Another example is organophosphorus poisoning. In a study by Dong et al. [15] standard therapy + HD + HP was compared to standard therapy alone in 68 patients with organophosphorus poisoning. Rescue success rate was significantly higher in the treatment group (p < 0.05). Additionally, poisoning rebound rate and mortality were significantly lower in the treatment group (p < 0.05). Furthermore, in a study examining the effect of more frequent therapy compared to single session in a cohort of 36 organophosphorus poisoning patients [16], more frequent therapy was associated with less atropine use, shorter time to coma recovery, higher cure rates, shorter time until normalization of cholinesterase levels, lower rate of myasthenia syndrome, and higher survival rates. Studies in the context of intoxication are summarized in Table 4.

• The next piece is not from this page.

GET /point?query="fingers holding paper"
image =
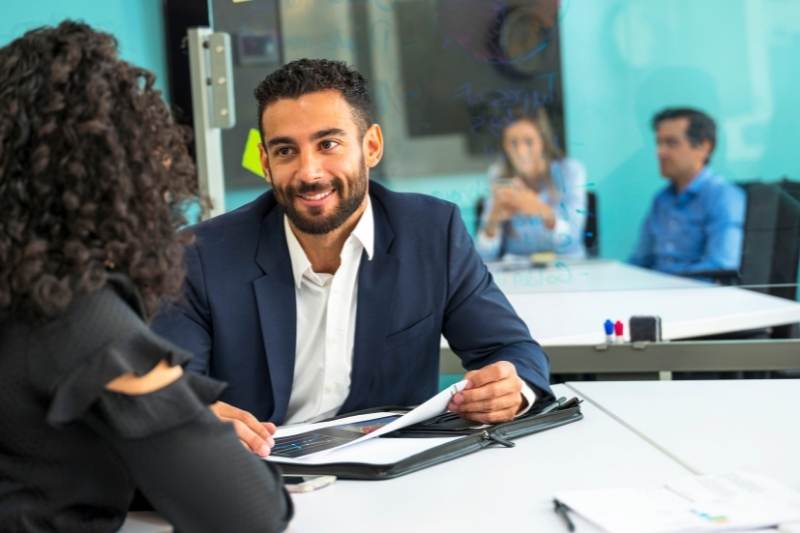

The use of adsorption technique for extracorporeal solute removal has been utilized for years [1]. Intoxication (removal of exogenous toxins) was the typical indication for this type of therapy. The development in the technology of adsorption cartridges allowed more wide applications. This successfully expanded to involve other indications as highlighted above. HA resin HP cartridges HA130, HA230, and HA330 (Jafron, Zhuhai City, China) are among the widely studied and used cartridges in -China. To date, its use has not been associated with safety concerns. Furthermore, studies suggest their effectiveness in the different clinical settings where adsorption therapy may be recommended. Large multicenter trials are needed to better evaluate the applicability of the use of these sorbent devices more widely, as so far, most of the clinical experience with their use has been focused in -China. Moreover, efforts to better define criteria to start therapy, duration of therapy and potential novel uses, are also needed.

The authors declare no conflicts of interest to disclose.